En una de esas cartas le propuse a mi mujer la idea de aplicar el mismo sistema de reemplazos que yo había utilizado con Ema para salvar nuestra relación. La idea había surgido cuando vi aparecer al muchacho que los supervisaba, a ella y a Roberto, para darme algunos informes que ahora no me interesaban en lo más mínimo. Mi mujer demoró varios días la respuesta; finalmente, para mi sorpresa, escribió que la propuesta le parecía agradable ya que nos permitiría ocuparnos de nuestras obligaciones matrimoniales sin dejar de lado los asuntos del trabajo. Inmediatamente, nos pusimos a buscar gente adecuada para ocupar nuestros lugares, a entrenarlos para que tuvieran un desempeño acorde con cada una de nuestras personalidades individuales, y a organizar los cronogramas en los que cada uno debía presentarse en su puesto. Todo esto, por supuesto, sin ningún tipo de contacto personal entre los dos.

Debo decir que todo ese esfuerzo dio resultados grandiosos. La reemplazante de mi mujer es una profesional admirable que ha sabido asimilar todos los rasgos que me fascinaban de ella cuando la conocí (aunque, para ser honesto, he pasado tanto tiempo sin verla que no tengo un recuerdo demasiado claro). Mi mujer también ha expresado satisfacción con el suplente que contraté en las cartas que me deja en la puerta de la heladera cada dos semanas. Las cosas han mejorado muchísimo.
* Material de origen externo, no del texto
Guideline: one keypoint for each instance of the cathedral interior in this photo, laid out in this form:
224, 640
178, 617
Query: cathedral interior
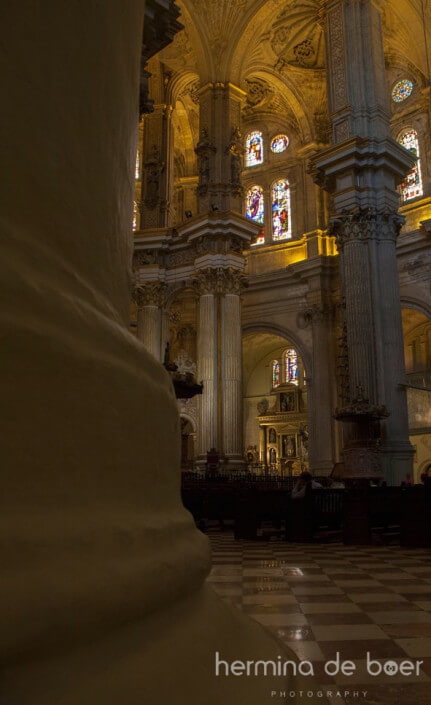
215, 223
239, 231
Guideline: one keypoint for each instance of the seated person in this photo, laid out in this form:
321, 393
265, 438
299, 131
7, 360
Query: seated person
304, 484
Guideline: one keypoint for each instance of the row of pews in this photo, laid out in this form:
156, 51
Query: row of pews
356, 516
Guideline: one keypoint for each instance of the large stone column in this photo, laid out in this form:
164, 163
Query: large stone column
103, 593
220, 363
157, 156
232, 406
361, 171
220, 147
149, 300
321, 453
207, 363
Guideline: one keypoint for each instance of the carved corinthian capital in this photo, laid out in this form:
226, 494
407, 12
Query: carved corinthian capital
150, 294
315, 313
219, 281
365, 225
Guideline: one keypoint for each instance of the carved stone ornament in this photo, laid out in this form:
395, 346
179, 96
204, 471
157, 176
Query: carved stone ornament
366, 224
235, 149
154, 167
150, 294
144, 257
262, 407
204, 150
258, 92
219, 281
184, 364
317, 313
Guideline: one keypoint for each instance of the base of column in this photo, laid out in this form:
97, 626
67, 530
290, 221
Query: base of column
397, 461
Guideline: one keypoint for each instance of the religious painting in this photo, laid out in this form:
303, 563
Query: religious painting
279, 144
412, 186
254, 149
288, 446
291, 372
275, 374
287, 401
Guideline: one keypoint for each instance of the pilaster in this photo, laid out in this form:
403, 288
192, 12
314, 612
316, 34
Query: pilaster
149, 299
220, 148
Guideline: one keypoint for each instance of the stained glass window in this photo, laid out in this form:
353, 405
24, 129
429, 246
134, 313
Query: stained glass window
402, 90
281, 216
291, 366
255, 209
412, 185
275, 373
279, 144
254, 149
135, 216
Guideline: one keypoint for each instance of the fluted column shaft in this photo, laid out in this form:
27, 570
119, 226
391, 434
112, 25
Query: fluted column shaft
321, 442
149, 299
232, 368
220, 362
361, 171
366, 241
207, 373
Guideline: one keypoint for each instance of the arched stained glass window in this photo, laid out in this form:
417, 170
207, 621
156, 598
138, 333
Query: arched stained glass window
255, 204
255, 209
275, 373
412, 185
135, 216
402, 90
254, 149
291, 366
281, 216
279, 144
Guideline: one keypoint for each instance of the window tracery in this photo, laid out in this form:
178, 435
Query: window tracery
281, 212
412, 186
291, 371
279, 144
275, 374
254, 148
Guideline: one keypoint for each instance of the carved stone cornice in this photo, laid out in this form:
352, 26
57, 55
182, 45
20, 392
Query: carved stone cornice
316, 313
219, 281
150, 294
364, 225
160, 27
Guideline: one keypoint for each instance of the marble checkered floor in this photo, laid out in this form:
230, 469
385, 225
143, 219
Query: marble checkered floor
320, 599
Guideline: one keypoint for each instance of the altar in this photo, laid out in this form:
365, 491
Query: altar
283, 433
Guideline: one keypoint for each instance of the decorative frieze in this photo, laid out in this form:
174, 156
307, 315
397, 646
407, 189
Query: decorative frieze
236, 151
154, 168
204, 150
364, 225
150, 294
337, 57
219, 281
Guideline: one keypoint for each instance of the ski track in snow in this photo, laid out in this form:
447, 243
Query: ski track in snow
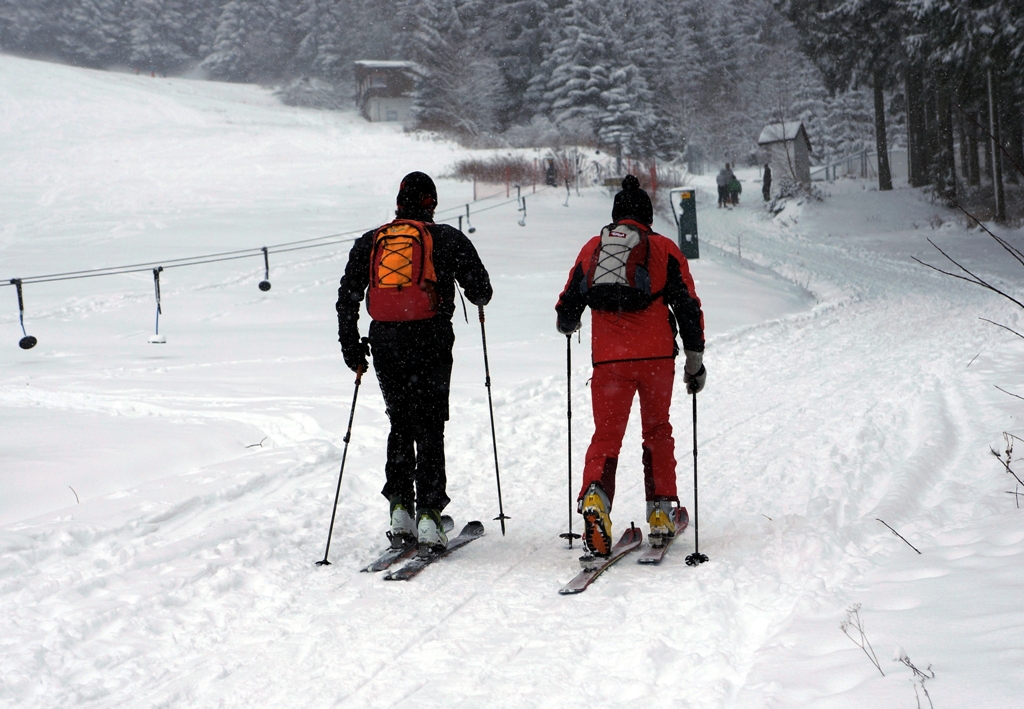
198, 587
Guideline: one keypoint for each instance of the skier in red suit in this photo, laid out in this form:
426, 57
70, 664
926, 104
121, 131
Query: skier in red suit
638, 286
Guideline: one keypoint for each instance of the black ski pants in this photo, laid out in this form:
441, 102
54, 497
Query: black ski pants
413, 362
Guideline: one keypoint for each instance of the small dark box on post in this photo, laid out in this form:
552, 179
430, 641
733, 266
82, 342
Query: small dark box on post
684, 208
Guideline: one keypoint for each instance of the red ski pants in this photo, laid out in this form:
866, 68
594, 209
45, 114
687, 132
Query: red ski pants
612, 388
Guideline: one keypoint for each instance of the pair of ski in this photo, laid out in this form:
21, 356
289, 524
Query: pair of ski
631, 540
421, 560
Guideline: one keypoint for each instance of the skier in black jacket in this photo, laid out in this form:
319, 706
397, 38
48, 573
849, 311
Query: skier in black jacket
413, 361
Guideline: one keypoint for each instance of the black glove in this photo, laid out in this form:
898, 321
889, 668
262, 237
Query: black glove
567, 328
355, 355
694, 382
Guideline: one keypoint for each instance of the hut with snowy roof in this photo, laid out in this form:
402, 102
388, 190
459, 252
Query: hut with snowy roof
788, 150
384, 89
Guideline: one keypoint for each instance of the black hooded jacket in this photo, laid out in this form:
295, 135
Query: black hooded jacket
455, 259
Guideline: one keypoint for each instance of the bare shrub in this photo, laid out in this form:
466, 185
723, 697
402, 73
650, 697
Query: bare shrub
515, 169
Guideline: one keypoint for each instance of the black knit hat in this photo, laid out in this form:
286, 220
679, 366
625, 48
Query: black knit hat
633, 203
417, 193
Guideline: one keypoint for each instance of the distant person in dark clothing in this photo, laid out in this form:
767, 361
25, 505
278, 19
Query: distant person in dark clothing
734, 189
724, 177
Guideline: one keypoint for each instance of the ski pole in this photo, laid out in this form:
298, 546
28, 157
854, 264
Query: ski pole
348, 436
696, 557
568, 416
494, 438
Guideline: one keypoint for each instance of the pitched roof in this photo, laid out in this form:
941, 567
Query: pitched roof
777, 132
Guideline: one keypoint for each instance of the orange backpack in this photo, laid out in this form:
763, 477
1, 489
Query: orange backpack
401, 273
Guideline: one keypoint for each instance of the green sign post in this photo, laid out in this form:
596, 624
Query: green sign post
684, 209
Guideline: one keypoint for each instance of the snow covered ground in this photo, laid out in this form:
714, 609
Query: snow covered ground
847, 384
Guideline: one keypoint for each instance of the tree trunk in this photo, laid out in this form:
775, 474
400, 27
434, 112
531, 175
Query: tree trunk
962, 139
881, 144
945, 165
993, 120
916, 143
1015, 140
989, 171
973, 168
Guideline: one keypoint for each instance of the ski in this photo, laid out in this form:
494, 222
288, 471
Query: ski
395, 554
630, 541
473, 530
654, 554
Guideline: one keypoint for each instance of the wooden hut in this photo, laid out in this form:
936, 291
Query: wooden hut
384, 89
788, 150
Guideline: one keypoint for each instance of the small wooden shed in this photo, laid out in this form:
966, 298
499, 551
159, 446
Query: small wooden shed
384, 89
788, 150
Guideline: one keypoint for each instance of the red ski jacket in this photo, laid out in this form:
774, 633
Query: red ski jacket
646, 334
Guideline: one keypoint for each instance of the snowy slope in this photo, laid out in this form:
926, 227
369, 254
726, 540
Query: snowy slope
846, 384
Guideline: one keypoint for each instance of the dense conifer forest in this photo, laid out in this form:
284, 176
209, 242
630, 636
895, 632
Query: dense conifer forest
688, 80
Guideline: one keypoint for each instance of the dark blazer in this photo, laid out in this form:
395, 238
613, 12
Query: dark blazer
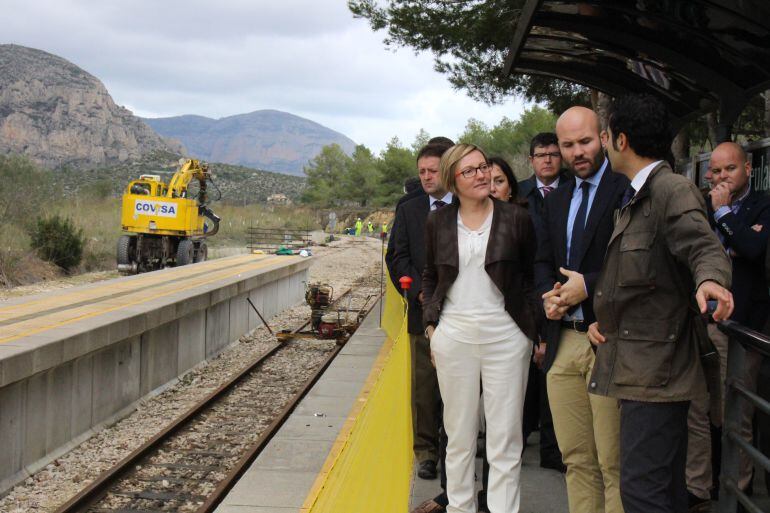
748, 248
390, 252
508, 262
535, 201
408, 240
552, 245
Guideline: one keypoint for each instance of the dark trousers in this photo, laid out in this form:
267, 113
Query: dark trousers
426, 401
549, 449
653, 456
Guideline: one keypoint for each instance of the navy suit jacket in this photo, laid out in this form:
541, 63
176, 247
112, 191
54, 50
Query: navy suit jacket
408, 240
389, 253
552, 245
748, 248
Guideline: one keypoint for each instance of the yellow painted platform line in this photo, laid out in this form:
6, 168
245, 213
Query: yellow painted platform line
63, 317
347, 428
110, 288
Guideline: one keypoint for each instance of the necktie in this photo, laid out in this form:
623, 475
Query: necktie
627, 196
578, 227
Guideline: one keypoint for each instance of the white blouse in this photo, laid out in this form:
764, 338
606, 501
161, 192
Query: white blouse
474, 308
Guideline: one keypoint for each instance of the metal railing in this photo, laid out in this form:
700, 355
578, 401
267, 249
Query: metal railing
741, 341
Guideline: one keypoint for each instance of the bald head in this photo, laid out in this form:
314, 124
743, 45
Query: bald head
729, 164
580, 117
578, 132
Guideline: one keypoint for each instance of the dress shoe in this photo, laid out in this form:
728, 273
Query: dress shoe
556, 465
429, 506
697, 505
427, 470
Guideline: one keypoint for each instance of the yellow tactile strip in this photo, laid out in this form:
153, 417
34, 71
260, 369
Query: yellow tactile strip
105, 298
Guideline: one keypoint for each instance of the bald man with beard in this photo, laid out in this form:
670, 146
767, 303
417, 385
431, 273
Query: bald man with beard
577, 225
740, 216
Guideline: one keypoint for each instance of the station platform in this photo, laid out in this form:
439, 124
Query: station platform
284, 475
293, 472
76, 359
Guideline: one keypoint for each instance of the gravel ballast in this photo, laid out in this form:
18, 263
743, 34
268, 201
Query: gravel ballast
343, 264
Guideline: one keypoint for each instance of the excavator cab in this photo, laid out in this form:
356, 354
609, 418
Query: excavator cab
164, 226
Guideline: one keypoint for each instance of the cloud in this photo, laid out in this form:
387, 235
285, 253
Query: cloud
307, 57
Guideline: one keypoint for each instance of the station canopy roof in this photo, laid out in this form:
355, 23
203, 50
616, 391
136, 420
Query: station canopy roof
696, 55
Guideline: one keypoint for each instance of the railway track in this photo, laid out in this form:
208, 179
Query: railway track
192, 464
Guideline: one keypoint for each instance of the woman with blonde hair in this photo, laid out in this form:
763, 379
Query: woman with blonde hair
481, 316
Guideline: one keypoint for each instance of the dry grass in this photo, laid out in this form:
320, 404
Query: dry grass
100, 222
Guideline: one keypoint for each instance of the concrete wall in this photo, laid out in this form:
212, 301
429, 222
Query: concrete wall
63, 389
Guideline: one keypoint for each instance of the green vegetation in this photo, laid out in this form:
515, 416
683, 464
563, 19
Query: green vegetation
238, 184
364, 180
57, 240
90, 201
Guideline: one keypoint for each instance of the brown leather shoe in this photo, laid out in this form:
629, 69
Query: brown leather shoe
429, 506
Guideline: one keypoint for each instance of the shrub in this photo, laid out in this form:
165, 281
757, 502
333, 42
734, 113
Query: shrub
57, 240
En la última carta empezamos con la organización de la cena de Navidad, acontecimiento que consideramos importantísimo, dado que supone nuestro reencuentro después de todos estos meses. Además, vendrán los chicos (no es que los haya olvidado, sino que en época de clases viven en un internado en el que están al cuidado de profesionales del más alto nivel, en el que delegamos nuestros roles parentales y educativos porque consideramos que son gente más apta para asumirlos), y también, por qué no, podríamos invitar a Roberto y a Ema, que son lo más parecido que tenemos a un matrimonio amigo.